Mercredi, dès le premier jour de la levée des restrictions, près de trois mille Chypriotes-turcs se sont rués vers le sud libre et deux mille Chypriotes-grecs ont fait le chemin inverse. Le mouvement continue depuis avec le même rythme quotidien. Le "gouvernement" de Raouf Denktash a indiqué qu'il s'agissait d'un geste de bonne volonté en vue de rebâtir la confiance entre les deux communautés. Un geste qui selon le chef chyproturc bénéficie du soutien de la Turquie et qui "aiderait la paix et la stabilité sur l'île".
Les gouvernements successifs de la République de Chypre déconseillaient jusqu'ici aux Grecs de se rendre au Nord de l'île afin d'éviter une reconnaissance implicite des autorités turco-chypriotes ; ces dernières imposant un visa marquant leur contrôle sur le territoire. Mais devant l'ampleur du mouvement des deux côtés, la République de Chypre a dû s'adapter à la situation. Ne pouvant empêcher aux Grecs de profiter de l'opportunité qui leur était offerte de revoir leurs terres abandonnées, elle devait en même temps faire face à l'afflux des Turcs demandant un passeport. En effet, les Chypriotes-turcs sont considérés comme sujets de la République de Chypre, au même titre que les Chypriotes-grecs. Et à ce titre, justement, disposent du droit à un passeport désormais européen ! Ainsi au moment où Denktash tente de se faire reconnaître maître au Nord de l'île en accordant une autorisation d'entrée au territoire aux Chypriotes-grecs, ses "sujets" chypro-turcs courent vers l'administration du Sud pour décrocher leur passeport européen, donnant ainsi une idée de ce qu'attend l'Union Européenne le jour où la Turquie deviendra membre de l'Union Européenne.
Les Chypriotes-grecs peuvent pour le moment voyager au Nord où il leur est permis de rester jusqu'à minuit, sur présentation de leurs passeports. Quand aux Chypriotes turcs ils voyagent au Sud sur preuve de leur identité chypriote, mais il est difficile de contrôler qu'aucun des nombreux colons importés de l'Est de la Turquie pour renforcer la proportion de la population turque sur l'île ne profite de la situation. Les premiers reportages font état d'un important trafic de contrebande.

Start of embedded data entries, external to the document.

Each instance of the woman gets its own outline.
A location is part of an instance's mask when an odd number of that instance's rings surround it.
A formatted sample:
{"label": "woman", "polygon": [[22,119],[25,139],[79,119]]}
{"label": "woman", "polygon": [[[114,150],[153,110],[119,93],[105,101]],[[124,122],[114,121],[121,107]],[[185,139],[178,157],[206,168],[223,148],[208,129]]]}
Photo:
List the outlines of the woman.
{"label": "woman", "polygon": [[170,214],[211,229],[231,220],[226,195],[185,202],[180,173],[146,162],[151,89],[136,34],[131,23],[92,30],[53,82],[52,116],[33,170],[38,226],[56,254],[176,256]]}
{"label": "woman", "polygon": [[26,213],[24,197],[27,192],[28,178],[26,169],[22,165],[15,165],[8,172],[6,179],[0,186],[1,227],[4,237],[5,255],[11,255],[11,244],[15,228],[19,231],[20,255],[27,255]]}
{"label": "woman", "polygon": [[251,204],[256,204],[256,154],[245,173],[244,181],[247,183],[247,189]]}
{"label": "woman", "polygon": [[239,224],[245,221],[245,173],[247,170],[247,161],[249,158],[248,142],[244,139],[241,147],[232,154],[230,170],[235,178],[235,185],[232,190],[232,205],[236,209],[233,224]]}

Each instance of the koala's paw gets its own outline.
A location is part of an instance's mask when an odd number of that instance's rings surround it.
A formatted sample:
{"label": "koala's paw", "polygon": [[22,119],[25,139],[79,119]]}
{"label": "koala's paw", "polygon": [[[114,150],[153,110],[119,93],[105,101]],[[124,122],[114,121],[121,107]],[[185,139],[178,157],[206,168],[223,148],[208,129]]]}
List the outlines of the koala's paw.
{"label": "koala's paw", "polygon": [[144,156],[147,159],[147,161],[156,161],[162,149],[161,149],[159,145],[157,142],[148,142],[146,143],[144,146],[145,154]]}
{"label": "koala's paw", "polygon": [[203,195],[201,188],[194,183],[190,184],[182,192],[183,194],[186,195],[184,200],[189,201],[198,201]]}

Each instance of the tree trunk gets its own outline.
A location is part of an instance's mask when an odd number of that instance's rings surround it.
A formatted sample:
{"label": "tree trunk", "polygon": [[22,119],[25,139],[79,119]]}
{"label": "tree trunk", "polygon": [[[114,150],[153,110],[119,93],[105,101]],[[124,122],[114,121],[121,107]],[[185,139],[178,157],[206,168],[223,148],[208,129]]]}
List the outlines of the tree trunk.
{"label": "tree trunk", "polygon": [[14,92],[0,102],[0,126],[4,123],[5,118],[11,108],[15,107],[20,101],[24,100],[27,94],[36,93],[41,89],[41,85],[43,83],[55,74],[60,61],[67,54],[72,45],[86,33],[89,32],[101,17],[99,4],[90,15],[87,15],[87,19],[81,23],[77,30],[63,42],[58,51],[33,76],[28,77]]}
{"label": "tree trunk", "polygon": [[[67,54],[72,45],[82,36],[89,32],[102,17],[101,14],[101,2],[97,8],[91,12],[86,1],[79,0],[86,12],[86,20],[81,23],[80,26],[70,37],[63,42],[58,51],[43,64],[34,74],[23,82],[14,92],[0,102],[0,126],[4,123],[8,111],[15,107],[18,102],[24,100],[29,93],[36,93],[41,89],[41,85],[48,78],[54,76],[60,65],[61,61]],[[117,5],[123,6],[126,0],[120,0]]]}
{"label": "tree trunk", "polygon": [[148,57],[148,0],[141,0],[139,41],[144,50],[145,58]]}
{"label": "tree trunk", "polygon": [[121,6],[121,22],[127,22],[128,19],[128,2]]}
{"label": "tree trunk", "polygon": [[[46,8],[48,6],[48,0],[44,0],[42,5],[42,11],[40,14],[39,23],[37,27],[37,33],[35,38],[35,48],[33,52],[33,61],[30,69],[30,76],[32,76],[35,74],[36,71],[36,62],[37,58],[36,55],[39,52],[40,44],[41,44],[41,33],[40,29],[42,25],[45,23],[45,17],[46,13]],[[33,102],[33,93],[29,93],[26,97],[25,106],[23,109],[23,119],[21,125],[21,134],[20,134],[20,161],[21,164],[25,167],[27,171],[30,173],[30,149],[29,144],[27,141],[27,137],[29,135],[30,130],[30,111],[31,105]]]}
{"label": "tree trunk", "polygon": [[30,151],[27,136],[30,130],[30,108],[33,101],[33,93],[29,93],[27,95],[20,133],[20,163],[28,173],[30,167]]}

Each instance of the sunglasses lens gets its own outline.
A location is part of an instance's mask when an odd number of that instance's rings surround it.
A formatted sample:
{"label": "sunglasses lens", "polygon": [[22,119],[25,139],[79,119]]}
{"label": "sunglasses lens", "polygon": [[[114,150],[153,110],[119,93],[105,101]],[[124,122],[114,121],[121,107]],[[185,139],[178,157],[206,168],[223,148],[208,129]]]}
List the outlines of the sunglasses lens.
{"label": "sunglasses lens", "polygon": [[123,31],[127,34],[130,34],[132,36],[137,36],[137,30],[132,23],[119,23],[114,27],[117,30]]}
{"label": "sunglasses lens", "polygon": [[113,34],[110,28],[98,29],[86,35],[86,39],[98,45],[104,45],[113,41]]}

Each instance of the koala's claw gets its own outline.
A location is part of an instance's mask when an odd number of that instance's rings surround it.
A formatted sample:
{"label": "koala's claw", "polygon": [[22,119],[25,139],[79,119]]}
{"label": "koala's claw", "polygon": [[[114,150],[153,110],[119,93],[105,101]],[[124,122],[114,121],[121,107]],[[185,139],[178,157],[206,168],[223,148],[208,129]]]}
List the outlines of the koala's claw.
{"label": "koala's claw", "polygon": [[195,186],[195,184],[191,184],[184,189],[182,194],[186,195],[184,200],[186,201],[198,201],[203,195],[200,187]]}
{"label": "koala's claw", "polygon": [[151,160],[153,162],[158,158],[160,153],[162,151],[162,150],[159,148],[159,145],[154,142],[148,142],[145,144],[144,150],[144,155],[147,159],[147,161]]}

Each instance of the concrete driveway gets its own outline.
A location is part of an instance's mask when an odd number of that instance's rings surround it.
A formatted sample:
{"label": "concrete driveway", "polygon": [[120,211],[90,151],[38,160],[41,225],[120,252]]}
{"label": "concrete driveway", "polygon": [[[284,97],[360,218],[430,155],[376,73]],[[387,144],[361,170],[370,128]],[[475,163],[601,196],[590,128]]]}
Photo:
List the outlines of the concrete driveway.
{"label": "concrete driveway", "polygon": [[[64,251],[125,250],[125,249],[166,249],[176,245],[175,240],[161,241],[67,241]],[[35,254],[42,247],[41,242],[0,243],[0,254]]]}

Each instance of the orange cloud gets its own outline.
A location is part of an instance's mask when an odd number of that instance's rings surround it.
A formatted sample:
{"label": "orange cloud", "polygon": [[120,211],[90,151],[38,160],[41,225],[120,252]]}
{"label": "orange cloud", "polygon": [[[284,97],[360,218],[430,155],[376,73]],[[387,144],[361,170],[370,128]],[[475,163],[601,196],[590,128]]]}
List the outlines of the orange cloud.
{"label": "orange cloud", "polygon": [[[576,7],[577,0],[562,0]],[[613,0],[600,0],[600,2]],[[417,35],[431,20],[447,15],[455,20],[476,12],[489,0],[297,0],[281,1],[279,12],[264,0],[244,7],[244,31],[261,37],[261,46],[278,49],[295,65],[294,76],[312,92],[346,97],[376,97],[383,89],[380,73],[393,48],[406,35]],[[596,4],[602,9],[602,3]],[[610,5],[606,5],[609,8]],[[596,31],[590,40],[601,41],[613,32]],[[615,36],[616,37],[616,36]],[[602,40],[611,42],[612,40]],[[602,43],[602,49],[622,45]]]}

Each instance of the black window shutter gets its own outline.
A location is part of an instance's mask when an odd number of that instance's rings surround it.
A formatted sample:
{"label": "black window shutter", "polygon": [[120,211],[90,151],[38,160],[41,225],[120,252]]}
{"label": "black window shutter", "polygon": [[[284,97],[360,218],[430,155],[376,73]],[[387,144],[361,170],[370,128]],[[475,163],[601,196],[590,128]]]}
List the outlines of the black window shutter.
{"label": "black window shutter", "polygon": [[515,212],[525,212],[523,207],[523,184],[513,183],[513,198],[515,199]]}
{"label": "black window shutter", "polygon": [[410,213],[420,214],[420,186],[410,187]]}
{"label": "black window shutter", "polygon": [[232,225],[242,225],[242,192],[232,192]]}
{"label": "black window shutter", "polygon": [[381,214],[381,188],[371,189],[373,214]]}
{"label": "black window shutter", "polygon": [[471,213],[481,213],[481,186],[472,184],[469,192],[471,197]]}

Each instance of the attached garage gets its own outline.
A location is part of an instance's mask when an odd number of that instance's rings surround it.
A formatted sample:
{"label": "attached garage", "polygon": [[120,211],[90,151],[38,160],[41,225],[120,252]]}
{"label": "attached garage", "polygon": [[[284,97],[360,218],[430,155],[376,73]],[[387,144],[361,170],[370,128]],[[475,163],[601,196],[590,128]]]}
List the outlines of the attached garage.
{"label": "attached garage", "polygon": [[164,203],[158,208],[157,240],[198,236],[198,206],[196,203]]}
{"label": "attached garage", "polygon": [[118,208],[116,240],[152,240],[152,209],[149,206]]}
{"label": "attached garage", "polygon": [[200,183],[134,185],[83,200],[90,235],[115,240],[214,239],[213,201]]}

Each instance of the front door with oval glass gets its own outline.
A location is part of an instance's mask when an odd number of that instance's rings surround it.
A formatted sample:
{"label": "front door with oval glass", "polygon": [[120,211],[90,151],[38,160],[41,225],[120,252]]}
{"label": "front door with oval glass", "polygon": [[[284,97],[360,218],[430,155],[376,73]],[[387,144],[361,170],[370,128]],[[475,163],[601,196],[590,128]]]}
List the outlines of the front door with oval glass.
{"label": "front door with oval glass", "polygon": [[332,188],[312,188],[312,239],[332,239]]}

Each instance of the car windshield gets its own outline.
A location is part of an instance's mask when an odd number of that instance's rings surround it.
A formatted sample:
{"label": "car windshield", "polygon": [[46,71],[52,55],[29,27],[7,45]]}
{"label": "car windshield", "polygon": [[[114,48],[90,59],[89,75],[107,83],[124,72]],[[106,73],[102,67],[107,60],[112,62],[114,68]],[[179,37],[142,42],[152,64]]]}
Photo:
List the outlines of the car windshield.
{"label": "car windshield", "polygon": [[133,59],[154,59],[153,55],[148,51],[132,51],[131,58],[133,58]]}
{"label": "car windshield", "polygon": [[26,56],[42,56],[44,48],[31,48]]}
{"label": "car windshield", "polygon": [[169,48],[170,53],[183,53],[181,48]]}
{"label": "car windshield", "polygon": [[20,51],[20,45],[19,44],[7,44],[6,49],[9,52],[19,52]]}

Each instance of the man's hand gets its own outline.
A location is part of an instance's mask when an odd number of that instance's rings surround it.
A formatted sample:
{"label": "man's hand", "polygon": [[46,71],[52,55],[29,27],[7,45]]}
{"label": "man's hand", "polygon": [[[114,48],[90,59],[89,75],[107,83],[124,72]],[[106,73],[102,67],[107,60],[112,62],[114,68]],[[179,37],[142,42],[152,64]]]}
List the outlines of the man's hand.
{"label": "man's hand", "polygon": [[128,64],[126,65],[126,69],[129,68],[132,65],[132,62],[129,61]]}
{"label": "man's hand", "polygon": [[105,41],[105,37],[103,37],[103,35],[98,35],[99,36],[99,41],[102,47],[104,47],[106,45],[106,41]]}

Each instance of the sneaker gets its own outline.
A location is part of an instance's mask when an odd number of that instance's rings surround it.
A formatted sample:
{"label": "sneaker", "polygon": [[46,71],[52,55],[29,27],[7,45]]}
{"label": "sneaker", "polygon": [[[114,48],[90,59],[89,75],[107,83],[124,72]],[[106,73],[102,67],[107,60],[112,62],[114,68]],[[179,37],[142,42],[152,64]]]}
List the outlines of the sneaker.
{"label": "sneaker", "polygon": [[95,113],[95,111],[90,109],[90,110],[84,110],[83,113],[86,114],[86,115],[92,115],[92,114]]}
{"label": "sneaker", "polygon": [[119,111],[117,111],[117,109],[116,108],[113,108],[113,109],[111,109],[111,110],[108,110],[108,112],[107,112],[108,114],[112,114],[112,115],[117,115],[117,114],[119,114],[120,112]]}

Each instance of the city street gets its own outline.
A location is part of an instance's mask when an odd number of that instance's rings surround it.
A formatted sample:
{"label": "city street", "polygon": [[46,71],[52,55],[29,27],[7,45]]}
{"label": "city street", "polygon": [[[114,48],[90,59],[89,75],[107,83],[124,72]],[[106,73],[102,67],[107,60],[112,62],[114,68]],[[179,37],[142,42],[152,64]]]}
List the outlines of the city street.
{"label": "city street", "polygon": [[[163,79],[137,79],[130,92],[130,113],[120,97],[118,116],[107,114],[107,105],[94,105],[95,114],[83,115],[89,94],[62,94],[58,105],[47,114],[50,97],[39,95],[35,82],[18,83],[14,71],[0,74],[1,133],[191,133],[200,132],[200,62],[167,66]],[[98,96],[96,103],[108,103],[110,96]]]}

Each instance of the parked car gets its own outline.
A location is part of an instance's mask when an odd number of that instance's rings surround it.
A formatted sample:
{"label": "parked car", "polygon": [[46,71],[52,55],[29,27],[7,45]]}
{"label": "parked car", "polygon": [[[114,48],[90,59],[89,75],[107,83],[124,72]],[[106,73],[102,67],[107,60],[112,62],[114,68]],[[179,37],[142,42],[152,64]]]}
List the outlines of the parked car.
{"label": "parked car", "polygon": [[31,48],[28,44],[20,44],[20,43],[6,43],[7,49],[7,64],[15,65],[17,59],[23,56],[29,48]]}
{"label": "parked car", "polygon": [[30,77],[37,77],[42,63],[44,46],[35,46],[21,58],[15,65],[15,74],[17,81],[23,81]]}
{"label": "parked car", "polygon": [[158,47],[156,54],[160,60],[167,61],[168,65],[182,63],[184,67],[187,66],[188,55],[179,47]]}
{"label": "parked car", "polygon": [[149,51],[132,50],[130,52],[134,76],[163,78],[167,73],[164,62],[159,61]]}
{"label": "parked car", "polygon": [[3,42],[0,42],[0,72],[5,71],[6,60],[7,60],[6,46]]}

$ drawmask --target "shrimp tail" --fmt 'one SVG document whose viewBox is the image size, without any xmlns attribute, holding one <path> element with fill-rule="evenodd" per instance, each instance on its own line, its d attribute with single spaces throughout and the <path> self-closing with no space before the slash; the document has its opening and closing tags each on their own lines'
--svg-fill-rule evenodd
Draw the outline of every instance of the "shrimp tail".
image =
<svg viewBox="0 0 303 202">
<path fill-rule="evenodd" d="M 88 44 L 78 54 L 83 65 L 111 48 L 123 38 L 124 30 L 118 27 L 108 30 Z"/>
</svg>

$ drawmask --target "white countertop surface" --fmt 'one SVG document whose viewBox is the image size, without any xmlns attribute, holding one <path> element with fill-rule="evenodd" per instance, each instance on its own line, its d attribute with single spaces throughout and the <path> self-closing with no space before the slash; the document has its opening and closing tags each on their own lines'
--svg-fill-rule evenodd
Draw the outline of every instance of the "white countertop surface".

Denktash et Athènes piégés dans leur stratégie
L'effet recherché par Denktash de reconnaissance de son "Etat" a plutôt réussi, la plupart des médias occidentaux présentant favorablement l'initiative unilatérale de la "République Turque de Chypre du Nord" et laissant entendre qu'en face il y avait une "République Grecque de Chypre du Sud" qui empêchait jusqu'ici le libre franchissement de la "ligne verte" gardée par les casques bleus de l'ONU. Beaucoup de ces journalistes ignoraient (à cause de leur jeunesse ?) ou pire ne se sont pas souvenu, en tout cas ils n'ont pas regardé plus loin que la dépêche diffusée par Denktash, qu'il y a quelques années n'importantes manifestations de Chypriotes-grecs pour pouvoir accéder librement à leurs demeures occupées par les Chypro-turcs au Nord s'étaient soldées par des violents incidents et quelques morts. Qu'aujourd'hui ils puissent le faire "librement", on ne peut effectivement que s'en féliciter ! Fut-ce au prix de la "reconnaissance implicite" du régime de Denktash et de l'acceptation de l'état de faits ? C'est là toute la question qui laisse perplexes les responsables politiques de l'île.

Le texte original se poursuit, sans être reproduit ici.